Succeeding on YouTube is about understanding how the audience works, how they behave. And I would suggest this is true of technology and the web as a whole – we should follow the audience, not just the technology. Which has some implications for the things we’re doing.
Technology and the web is a world of innovation, firsts and next big things. We’re obsessed with the new – and that’s great. Technology enables amazing things and new platforms lead to previously undreamt-of ideas.
But until a behaviour establishes itself on these new platforms, we’re at risk of spending time and research on something instantly outdated or, worse, simply importing how we behave elsewhere wholesale into new formats. The desire to turn community-based platforms into yet another place to put advertising is commonplace. Look at all the brand-run Facebook streams of product shots, which earn little real engagement. No-one is engaging because they don’t go to Facebook to be advertised to.
And what happens if the product itself doesn’t turn out as expected? In Campaign, there has been plenty of chatter in the past year about Google Glass, which is going off sale soon. But how many search results over that period for PewDiePie, who, with 34 million YouTube subscribers, has one of the largest audiences of any UK-based media channel? Four.
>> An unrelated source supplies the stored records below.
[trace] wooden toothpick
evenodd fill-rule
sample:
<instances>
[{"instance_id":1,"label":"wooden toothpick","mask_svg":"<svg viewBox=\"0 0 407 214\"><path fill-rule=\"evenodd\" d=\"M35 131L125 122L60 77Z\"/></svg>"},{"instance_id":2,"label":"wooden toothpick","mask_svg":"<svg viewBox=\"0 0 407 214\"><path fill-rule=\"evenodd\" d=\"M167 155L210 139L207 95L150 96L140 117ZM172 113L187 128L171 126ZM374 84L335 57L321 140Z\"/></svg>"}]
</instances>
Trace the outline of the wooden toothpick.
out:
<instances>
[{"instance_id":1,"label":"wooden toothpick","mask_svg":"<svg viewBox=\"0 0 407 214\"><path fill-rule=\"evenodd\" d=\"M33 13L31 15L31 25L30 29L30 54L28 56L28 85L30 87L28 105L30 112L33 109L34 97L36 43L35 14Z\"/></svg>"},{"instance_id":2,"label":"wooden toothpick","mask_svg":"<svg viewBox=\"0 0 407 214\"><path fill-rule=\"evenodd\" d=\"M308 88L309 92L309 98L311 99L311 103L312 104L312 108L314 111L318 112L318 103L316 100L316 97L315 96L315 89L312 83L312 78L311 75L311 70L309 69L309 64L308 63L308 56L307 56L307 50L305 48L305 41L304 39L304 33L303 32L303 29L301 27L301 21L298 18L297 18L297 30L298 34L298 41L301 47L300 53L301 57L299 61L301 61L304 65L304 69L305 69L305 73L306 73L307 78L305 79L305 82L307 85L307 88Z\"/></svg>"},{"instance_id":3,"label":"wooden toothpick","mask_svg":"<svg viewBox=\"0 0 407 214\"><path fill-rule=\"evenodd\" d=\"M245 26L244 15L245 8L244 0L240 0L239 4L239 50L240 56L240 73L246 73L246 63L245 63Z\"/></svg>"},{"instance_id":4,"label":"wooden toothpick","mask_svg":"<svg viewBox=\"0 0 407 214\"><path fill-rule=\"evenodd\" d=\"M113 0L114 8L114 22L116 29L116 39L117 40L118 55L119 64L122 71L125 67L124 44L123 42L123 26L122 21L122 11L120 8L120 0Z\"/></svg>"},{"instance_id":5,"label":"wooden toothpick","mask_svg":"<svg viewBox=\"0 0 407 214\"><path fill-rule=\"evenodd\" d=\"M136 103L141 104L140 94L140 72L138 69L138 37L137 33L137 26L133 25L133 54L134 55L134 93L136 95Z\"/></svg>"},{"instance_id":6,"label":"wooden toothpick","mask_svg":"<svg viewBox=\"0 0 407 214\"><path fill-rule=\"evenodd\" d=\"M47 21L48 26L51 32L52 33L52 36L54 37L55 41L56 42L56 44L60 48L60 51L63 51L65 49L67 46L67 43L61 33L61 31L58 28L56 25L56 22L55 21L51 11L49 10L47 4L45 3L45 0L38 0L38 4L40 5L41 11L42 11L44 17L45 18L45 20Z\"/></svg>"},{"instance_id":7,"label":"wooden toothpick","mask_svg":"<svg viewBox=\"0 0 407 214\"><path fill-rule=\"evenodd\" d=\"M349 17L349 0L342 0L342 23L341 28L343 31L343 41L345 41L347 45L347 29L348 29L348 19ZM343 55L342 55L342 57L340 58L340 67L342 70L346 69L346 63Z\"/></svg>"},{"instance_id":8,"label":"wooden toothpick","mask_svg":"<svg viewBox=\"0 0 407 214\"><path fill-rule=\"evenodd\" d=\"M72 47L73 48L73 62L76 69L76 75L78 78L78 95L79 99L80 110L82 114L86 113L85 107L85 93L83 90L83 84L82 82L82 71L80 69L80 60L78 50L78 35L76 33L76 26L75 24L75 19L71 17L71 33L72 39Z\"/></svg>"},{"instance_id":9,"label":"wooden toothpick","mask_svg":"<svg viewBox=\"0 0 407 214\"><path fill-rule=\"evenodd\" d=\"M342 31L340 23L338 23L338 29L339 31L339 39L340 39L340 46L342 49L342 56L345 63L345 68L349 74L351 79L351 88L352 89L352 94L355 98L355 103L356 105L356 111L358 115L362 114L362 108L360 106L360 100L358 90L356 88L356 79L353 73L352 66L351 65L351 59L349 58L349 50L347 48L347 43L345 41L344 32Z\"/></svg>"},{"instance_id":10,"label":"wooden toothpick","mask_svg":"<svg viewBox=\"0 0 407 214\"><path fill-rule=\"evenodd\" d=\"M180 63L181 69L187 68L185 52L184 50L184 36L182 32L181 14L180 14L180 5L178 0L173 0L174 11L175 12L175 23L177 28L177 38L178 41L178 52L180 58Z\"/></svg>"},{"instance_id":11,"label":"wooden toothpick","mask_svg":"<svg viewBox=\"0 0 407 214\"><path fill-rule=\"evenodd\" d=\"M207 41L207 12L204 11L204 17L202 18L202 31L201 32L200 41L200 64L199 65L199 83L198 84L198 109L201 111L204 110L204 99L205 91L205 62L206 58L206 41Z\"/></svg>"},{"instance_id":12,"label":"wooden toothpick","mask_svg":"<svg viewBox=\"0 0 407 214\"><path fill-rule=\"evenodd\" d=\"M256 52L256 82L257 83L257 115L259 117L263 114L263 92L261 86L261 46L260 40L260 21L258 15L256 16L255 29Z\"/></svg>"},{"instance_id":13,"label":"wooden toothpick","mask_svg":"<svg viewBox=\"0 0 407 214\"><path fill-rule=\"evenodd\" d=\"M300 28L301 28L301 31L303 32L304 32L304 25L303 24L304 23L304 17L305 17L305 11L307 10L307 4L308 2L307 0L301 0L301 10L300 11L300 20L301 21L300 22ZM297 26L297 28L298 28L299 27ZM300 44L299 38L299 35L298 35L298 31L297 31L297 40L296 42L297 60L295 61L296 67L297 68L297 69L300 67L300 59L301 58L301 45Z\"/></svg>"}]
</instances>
The desire to turn community-based platforms into yet another place to put advertising is commonplace
Understanding this shouldn’t limit our creativity. There’s nothing bad about developing a great idea for a platform that has had a chance to bed in. Take Nike+. It learns from how people use apps – often for utility, mostly for things that are done regularly – and develops around that with a powerful message about the brand.
And if we do want to play with new technology? Go for it: but consider your approach. Prototype, iterate, be sceptical and set realistic expectations. Consider finding someone who is already succeeding to partner up – learn from them, borrow their audience. Understand how this new technology fits into your existing customer journey.
It’s important that strategy and creative are tightly integrated for any kind of technological or web work. And hold back on the ads: don’t shout and interrupt; talk, listen, discuss and react.
I love technology and I would have a 3D printer if I could justify it to myself. But I also love the fact that podcasts seem to be more popular than they have been for ages and that I can rent a flat in five minutes on my phone. It’s a brave old world.